Effects of a new magnetostrictive ultrasonic scaler and a traditional piezoelectric ultrasonic scaler on root surfaces and patient complaints.


You X, Wu X, Chen S


Tooth wear and pain are the primary concerns of patients undergoing periodontal scaling. The aims of this study were to compare the effects of a new magnetostrictive ultrasonic scaler and a traditional piezoelectric ultrasonic scaler on tooth surface roughness and calculus removal and to determine their impacts on patient discomfort during supragingival cleaning. This article had two parts: an in vitro study and a clinical study. In the in vitro study, thirty teeth with subgingival calculus were randomly assigned to two scaling treatment groups: magnetostrictive scalers (n = 15) and piezoelectric scalers (n = 15). Surface roughness measurements were taken at baseline and after scaling, and the root samples were visualised by SEM after scaling. Additionally, a single-centre randomised split-mouth clinical trial was conducted. Eighty-five participants diagnosed with chronic gingivitis or periodontitis were randomly assigned to receive supragingival scaling.
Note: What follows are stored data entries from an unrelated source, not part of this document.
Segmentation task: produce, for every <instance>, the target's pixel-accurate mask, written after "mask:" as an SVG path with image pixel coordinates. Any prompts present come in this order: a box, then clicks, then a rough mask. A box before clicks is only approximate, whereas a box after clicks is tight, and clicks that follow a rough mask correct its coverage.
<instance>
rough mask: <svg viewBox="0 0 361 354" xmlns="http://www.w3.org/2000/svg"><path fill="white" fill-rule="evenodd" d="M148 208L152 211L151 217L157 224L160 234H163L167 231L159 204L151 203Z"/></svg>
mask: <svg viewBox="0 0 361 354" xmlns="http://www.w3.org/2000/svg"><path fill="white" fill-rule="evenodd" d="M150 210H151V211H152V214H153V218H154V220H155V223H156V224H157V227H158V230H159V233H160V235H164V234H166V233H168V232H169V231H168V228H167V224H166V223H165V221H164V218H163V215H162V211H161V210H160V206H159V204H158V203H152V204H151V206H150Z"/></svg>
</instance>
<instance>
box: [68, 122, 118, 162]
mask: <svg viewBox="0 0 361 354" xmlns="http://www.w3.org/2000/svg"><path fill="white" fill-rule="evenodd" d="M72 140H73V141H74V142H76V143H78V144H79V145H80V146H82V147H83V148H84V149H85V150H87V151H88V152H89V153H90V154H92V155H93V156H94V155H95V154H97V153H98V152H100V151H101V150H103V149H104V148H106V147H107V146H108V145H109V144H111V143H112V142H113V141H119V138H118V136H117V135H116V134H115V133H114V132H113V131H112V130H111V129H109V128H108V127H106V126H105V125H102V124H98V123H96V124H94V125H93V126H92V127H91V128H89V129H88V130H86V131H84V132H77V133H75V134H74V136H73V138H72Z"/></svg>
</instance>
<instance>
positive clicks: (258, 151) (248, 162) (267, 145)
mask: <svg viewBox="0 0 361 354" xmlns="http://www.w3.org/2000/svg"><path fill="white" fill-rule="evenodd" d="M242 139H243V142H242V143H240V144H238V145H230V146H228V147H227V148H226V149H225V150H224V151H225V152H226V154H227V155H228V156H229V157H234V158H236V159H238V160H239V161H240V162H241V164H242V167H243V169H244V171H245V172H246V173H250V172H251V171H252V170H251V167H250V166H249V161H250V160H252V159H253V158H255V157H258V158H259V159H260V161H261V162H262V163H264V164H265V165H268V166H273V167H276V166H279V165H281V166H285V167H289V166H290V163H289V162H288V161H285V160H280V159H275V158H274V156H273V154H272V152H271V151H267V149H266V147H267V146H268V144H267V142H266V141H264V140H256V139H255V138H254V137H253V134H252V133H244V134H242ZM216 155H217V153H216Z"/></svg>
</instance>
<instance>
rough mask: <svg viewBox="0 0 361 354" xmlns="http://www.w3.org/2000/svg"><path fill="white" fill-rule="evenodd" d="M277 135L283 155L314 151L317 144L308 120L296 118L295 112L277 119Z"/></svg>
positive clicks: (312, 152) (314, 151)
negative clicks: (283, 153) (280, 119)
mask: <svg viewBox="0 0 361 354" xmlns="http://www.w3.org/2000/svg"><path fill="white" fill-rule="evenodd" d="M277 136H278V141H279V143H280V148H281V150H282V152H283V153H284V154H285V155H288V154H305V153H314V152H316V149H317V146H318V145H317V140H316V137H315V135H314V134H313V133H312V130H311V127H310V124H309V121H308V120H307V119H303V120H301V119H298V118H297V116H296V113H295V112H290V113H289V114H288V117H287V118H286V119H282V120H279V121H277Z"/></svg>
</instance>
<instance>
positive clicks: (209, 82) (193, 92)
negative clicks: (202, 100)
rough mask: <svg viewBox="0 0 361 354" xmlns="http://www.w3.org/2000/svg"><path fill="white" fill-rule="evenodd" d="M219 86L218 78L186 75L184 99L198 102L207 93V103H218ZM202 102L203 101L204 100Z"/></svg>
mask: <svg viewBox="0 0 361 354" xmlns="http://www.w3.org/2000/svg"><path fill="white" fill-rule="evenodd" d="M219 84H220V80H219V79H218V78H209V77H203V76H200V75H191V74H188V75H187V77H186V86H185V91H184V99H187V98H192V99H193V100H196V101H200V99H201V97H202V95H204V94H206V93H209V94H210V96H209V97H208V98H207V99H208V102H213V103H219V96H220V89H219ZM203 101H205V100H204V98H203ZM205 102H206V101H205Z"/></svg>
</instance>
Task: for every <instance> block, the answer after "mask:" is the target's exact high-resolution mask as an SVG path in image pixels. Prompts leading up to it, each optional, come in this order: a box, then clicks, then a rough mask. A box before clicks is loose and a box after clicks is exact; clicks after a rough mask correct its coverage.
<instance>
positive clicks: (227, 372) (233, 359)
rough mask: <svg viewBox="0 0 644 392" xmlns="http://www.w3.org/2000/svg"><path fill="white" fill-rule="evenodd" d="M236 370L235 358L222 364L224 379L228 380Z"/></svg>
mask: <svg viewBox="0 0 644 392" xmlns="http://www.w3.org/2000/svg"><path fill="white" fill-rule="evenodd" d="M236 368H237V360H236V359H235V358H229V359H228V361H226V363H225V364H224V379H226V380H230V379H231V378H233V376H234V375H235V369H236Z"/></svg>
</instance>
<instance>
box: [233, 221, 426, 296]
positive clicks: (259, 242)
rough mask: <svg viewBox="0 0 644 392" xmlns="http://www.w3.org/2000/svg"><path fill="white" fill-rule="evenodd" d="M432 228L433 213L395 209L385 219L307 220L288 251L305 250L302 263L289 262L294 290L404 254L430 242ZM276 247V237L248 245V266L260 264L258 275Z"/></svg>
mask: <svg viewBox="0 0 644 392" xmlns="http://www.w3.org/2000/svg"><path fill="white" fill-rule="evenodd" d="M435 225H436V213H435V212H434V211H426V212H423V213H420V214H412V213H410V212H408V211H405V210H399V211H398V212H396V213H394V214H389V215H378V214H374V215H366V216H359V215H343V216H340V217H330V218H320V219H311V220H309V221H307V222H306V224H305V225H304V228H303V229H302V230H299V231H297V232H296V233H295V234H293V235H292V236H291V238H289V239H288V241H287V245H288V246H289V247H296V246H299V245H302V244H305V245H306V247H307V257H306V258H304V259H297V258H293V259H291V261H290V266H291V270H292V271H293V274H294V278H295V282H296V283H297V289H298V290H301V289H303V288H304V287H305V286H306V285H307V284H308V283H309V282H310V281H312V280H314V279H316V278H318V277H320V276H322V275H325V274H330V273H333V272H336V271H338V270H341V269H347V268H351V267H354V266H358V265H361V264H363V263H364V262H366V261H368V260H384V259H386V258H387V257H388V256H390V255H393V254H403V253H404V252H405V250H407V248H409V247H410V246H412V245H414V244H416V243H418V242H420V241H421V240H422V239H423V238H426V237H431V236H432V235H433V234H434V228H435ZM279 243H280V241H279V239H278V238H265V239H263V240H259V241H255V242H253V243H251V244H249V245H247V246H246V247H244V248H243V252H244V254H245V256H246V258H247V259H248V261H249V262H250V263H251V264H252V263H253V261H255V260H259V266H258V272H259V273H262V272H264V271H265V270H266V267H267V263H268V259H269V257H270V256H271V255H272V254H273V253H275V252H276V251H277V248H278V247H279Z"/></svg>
The magnetostrictive scaler was used in half of the mouths (n = 85), and the piezoelectric scaler was used in the other half of the mouths (n = 85). Data on pain, noise, and vibration were collected using a VAS questionnaire, and the operating time was recorded. In both in vitro and clinical studies, magnetostrictive scalers were reported to be more effective than piezoelectric scalers in removing dental deposits (P < 0.05). Additionally, the root surface after scaling with the magnetostrictive scaler was smoother than that after scaling with the piezoelectric scaler in the in vitro study (P = 0.02). SEM examination also revealed that fewer dental materials were lost after instrumentation with the magnetostrictive scaler than after instrumentation with the piezoelectric scaler. Piezoelectric scalers caused less discomfort to patients in terms of pain, noise, and vibration than magnetostrictive scalers (P < 0.05). According to this clinical study, the magnetostrictive scaler caused more discomfort during supragingival scaling than the piezoelectric scaler. Moreover, the magnetostrictive scaler was also more efficient and produced a smoother root surface with less material loss after scaling than the piezoelectric scaler, as demonstrated in the in vitro study.